Whether you like it or not, rim brakes are becoming an endangered species. About 83% of the road bikes on the market came with disc brakes in 2021.
I’ve been using both types of brakes, and to be honest, I didn’t like disc brakes when they started to appear on road bikes. But, once I tried them, I changed my opinion.
Below, you learn how they work, their pros & cons, how to choose between disc and rim brakes, and more.
Let’s dive in.
How Do the Disc Brakes Work?
Disc brakes apply the braking performance to the rotor (disc). They work just like the brakes we know from cars, motorbikes, etc.
There are two basic types of disc brakes:
- Mechanical disc brakes
- Hydraulic disc brakes
Mechanical disc brakes use steel cables, while hydraulic disc brakes use a sealed fluid system for applying the braking performance.
The mechanical ones are more affordable but less efficient because of the friction between the steel cables and bowdens. They also require more often maintenance (replacing the steel cables).
Hydraulic brakes are more efficient but more expensive. But, on the other hand, they don’t require so frequent maintenance.
How Do the Rim Brakes Work?
Rim brakes apply the braking performance to the wheels’ rim. They use steel cable routed from the brake lever to the brake to control the braking performance (like mechanical disc brakes).
They require more frequent maintenance (replacing the brake pads and cables) and are less efficient, especially in wet conditions, than disc brakes.
Pros & Cons of the Disc and Rim Brakes
The following table shows the pros and cons of the disc and rim brakes. I will explain them more in detail below.
|Disc Brake||• Much better braking performance|
• Less frequent maintenance (hydraulic disc brakes)

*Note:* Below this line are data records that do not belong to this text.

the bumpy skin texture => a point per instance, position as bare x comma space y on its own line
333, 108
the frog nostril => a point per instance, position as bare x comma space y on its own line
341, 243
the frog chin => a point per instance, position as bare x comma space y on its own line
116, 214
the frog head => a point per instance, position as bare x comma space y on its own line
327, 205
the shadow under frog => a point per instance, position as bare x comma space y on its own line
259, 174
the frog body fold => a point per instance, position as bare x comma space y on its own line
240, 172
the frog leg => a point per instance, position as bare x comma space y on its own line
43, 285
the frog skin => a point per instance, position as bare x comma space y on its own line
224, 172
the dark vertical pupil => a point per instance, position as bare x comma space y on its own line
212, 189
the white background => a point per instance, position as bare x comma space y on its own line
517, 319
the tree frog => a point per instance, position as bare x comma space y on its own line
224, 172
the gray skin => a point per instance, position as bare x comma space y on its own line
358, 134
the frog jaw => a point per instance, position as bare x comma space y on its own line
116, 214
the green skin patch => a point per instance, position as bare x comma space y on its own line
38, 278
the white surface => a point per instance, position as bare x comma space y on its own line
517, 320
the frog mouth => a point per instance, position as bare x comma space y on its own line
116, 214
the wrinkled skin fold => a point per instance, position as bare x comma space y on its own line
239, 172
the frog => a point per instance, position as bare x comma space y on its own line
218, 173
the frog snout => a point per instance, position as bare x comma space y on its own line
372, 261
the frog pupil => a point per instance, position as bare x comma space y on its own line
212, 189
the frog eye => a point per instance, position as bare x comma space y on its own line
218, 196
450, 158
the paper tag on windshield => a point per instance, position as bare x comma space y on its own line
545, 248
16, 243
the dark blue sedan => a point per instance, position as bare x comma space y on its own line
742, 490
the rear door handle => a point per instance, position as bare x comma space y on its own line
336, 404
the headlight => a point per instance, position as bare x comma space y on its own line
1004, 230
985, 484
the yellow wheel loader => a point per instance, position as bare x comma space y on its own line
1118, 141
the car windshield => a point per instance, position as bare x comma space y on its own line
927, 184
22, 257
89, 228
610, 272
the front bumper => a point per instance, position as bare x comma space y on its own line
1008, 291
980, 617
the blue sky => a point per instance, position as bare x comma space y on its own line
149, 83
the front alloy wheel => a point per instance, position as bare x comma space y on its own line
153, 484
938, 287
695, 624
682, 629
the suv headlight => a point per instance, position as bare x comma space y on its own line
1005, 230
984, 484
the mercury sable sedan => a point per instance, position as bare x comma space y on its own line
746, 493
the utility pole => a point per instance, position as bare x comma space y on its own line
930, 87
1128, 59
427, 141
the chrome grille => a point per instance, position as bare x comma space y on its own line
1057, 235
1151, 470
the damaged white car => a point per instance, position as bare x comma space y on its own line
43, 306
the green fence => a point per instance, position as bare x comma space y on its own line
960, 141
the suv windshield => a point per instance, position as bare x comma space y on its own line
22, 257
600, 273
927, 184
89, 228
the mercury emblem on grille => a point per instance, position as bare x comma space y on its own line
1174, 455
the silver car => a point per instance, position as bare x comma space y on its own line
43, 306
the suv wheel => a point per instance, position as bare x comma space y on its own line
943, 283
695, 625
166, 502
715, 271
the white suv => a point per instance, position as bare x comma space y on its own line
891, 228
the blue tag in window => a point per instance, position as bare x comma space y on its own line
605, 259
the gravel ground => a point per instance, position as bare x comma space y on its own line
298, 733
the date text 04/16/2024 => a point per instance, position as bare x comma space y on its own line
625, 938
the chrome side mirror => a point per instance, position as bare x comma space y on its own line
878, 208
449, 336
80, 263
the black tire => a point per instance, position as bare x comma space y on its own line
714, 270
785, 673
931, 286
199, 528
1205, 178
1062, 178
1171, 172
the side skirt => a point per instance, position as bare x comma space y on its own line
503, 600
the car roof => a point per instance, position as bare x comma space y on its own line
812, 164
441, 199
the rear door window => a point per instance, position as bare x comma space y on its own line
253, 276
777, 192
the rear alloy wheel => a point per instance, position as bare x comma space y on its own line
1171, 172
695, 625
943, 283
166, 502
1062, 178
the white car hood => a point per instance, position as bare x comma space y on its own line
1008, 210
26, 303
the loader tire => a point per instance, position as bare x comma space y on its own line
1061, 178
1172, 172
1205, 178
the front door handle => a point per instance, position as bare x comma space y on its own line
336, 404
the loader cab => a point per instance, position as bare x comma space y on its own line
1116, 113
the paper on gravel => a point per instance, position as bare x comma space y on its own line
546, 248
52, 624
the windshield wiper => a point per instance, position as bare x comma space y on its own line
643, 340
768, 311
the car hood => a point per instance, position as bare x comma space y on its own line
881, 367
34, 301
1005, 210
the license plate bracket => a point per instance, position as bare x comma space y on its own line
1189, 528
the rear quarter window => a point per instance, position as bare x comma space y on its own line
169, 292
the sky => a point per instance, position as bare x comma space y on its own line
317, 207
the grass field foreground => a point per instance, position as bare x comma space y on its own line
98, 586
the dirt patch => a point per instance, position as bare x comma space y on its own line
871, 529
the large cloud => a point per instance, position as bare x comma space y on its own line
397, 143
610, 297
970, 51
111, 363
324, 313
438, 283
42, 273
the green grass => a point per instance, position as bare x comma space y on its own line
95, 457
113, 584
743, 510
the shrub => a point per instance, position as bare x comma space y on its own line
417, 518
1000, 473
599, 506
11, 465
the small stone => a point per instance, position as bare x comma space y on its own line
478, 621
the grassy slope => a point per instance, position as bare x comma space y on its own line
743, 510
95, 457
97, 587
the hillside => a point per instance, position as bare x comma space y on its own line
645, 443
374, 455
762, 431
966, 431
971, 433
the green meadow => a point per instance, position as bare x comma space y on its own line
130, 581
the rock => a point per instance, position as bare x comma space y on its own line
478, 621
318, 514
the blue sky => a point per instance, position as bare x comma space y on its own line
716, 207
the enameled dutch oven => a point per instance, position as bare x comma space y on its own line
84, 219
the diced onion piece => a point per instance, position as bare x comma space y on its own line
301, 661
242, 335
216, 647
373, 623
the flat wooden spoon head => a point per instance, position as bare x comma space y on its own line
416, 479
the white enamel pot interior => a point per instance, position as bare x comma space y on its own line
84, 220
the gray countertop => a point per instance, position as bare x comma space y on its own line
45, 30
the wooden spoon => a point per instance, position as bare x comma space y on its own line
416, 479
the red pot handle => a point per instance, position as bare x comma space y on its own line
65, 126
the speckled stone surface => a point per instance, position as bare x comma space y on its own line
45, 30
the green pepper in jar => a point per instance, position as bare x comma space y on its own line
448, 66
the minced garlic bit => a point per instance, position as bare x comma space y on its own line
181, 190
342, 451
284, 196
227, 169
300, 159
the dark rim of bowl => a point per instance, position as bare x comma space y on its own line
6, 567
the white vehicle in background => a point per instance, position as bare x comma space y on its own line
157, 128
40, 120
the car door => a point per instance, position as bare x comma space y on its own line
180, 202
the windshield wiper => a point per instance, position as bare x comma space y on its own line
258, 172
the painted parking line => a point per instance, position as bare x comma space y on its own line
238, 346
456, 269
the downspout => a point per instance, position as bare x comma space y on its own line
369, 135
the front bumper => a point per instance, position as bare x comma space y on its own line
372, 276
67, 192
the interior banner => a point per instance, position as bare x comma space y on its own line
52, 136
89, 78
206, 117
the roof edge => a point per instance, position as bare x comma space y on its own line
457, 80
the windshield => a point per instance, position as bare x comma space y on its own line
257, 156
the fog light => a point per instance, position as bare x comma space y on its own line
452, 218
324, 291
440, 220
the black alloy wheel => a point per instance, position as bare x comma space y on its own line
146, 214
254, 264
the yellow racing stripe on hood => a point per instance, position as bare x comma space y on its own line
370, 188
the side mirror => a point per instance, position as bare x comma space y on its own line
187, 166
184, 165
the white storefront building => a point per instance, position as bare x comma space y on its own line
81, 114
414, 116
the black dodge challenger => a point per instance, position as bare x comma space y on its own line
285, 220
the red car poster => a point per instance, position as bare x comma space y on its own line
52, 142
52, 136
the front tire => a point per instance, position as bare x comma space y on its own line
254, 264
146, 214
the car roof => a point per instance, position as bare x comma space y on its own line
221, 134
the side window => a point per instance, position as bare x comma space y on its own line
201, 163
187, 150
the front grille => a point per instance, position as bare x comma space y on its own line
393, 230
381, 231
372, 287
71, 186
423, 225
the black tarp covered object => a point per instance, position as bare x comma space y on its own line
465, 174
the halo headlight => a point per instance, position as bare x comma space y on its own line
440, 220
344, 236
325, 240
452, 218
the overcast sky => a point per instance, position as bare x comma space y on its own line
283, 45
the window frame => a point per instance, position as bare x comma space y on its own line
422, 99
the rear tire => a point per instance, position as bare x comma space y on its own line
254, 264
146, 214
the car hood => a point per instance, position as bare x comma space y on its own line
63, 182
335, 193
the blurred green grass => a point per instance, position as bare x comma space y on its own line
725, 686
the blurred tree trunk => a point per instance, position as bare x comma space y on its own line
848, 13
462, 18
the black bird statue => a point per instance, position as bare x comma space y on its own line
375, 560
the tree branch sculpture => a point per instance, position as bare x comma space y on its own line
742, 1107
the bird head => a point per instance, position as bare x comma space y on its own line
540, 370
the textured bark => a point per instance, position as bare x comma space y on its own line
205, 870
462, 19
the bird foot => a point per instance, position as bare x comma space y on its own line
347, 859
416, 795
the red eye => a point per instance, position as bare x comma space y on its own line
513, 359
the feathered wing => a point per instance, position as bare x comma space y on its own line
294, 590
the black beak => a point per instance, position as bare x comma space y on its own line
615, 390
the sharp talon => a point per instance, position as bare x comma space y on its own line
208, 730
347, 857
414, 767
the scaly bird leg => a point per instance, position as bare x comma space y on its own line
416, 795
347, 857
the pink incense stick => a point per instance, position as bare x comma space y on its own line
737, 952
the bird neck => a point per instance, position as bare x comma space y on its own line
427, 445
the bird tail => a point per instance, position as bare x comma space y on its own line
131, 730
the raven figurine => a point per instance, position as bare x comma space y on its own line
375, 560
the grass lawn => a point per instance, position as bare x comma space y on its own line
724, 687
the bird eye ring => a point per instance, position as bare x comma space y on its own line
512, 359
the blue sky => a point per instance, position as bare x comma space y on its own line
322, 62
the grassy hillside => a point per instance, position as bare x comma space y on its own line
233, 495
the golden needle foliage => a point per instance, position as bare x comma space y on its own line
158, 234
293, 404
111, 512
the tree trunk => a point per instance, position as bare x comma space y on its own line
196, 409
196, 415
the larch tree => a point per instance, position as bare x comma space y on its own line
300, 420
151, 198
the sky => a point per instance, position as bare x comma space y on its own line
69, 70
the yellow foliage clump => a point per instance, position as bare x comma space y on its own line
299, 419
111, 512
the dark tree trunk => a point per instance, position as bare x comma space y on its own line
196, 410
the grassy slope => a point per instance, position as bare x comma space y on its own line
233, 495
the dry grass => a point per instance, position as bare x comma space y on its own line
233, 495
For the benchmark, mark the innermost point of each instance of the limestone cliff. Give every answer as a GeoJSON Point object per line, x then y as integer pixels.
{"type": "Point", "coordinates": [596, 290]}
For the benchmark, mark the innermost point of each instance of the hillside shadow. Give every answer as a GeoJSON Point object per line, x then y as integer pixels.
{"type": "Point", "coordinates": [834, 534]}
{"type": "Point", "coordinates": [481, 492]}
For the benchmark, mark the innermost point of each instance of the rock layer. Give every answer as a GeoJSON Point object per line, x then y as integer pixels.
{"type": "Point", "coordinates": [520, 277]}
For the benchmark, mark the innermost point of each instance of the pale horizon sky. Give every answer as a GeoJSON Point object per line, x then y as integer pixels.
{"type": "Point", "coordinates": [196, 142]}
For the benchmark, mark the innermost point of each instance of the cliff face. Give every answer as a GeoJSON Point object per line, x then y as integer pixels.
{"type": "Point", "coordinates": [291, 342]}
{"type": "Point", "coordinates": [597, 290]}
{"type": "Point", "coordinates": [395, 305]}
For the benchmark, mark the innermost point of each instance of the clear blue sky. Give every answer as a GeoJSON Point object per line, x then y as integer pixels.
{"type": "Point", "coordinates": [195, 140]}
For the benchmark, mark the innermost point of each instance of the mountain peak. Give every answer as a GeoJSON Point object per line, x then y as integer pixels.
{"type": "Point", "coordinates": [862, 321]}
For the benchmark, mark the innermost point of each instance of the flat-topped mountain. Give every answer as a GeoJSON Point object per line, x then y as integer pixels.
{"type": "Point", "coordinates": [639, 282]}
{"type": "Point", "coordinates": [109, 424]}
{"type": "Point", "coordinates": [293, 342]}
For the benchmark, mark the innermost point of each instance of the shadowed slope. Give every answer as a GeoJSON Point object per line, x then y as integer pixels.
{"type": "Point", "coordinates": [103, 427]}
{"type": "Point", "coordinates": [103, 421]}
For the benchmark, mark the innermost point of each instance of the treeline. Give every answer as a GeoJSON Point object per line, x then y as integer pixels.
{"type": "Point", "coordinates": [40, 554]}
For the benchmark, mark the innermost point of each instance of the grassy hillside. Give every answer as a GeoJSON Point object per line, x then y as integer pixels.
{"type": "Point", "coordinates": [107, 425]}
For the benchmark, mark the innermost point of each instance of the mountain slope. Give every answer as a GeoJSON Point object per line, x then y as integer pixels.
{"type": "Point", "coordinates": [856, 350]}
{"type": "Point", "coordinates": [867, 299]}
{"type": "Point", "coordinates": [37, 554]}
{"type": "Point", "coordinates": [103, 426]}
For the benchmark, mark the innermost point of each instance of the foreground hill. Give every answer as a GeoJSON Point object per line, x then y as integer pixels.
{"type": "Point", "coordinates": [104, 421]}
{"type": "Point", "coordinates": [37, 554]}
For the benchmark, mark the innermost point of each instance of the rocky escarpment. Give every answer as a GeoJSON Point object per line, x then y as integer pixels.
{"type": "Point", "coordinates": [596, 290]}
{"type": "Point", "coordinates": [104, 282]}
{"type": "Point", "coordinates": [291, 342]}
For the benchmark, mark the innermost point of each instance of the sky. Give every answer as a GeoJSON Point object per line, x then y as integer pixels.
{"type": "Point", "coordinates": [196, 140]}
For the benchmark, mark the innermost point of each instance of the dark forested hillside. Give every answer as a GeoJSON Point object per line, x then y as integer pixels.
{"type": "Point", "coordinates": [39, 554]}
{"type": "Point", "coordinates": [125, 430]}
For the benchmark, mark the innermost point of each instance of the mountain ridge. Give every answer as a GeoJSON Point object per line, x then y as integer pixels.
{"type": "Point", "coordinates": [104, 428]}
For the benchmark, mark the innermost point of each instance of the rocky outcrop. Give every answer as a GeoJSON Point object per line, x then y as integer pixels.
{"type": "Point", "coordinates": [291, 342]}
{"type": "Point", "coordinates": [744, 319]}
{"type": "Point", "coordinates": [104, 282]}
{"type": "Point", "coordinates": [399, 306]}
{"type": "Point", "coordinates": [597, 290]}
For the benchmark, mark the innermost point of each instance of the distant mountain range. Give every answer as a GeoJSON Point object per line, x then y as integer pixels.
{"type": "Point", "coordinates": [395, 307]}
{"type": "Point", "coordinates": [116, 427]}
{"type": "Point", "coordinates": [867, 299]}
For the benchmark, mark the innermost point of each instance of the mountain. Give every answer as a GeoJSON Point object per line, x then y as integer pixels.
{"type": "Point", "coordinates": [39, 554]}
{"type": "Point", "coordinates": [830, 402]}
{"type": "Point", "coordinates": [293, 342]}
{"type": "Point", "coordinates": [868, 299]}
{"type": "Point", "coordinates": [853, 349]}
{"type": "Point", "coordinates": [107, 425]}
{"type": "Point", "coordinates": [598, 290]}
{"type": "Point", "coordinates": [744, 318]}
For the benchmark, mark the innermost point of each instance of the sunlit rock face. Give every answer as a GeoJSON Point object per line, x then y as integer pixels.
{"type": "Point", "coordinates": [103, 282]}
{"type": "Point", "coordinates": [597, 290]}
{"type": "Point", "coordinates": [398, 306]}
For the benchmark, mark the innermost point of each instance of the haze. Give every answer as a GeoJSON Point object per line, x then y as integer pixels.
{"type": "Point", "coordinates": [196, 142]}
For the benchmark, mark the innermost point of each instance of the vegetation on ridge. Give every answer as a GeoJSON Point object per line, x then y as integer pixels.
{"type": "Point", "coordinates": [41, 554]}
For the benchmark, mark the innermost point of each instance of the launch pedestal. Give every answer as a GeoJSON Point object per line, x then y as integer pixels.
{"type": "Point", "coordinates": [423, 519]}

• Wheels use through-axles that better keep the wheel in place
|• Higher price
• Higher weight
• More complicated maintenance
• Different wheels may require adjusting the brake to avoid rubbing
• Through-axles take longer to remove than quick-release axles
|Rim Brake||• Lower weight|
• More affordable
• Easier maintenance
|• Worse braking performance
• Frequent maintenance (brake pads and braking cables replacements)
• Wear out rims (especially true for carbon wheels)
The braking performance is the most important feature of brakes. In this respect, disc brakes have the edge over rim brakes.
This is because they are not affected as much by natural elements. So you can rely on them in the rain, in the mud, or on long descents.
Rim brakes are more prone to elements. Especially if you use carbon wheels with poor-quality brake pads.
One of the next differences between rim and disc brakes is how they “dispense” the braking force.
While disc brakes are very consistent, rim brakes are not. This behavior is very difficult to describe. Therefore, I recommend that you try both types of brakes for yourself.
Disc brakes also don’t require applying as much force on the brake levers as rim brakes.
Disc brakes have a weight penalty that varies depending on the brake type but is about 500g.
Many road cyclists raise their fingers and point at this downside. But let’s be honest, how many of us frequently ride in high mountains to notice the difference?
When disc brakes started to appear on road bikes (mountain bikes used them much sooner), I was strongly against them. I didn’t like their aesthetics.
But they started to grow on me. They also allow easier integration of internal cables. So today’s road bikes look much cleaner.
Which brakes do you like more aesthetically? Let me know in the comments below.
Rim and disc wheels are incompatible because rim wheels use quick-release skewers, while disc wheels use through-axles. Through-axles come in many standards, so this brings compatibility issues.
So, you have to buy a dedicated rim or disc brake wheels with Centerlock or a six-bolt interface where you attach the rotor.
Additionally, due to different places where the braking force is applied, disc brake bikes and wheels require different construction and reinforcement of some parts to handle the stresses.
Remember, rim brakes can wear out the braking surface of carbon rims in extreme cases.
Disc brakes also allow using wheels with wider tires. That’s also one of the reasons they are so popular among mountain, gravel, or cyclocross.
Rim brakes are known for their simplicity. You don’t have to be a pro mechanic to maintain them or replace the braking pads.
Probably the biggest issue riders encounter with disc brakes is rubbing their rotor against the braking pads, which causes unpleasant noise.
However, 90% of the time, you can easily fix it using the technique in the following video.
The maintenance “difficulty” of disc brakes is with hydraulic brakes. They use a sealed fluid system that requires bleeding every 2-3 years.
It is a more complicated process than just replacing the cables. So, if you are unsure, feel free to visit your local mechanic.
Disc vs. Rim Brakes FAQ
Disc vs. Rim Brakes Conclusion
The difference between disc and rim brakes is that disc brakes use a rotor (disc) while rim brakes use wheels’ rims to apply the braking force.
Disc brakes provide better stopping power, especially in wet and muddy conditions. But they are more expensive and heavier than rim brakes.
After using both brake types, I prefer disc brakes on my road bike for the braking performance and aesthetics (less visible cables).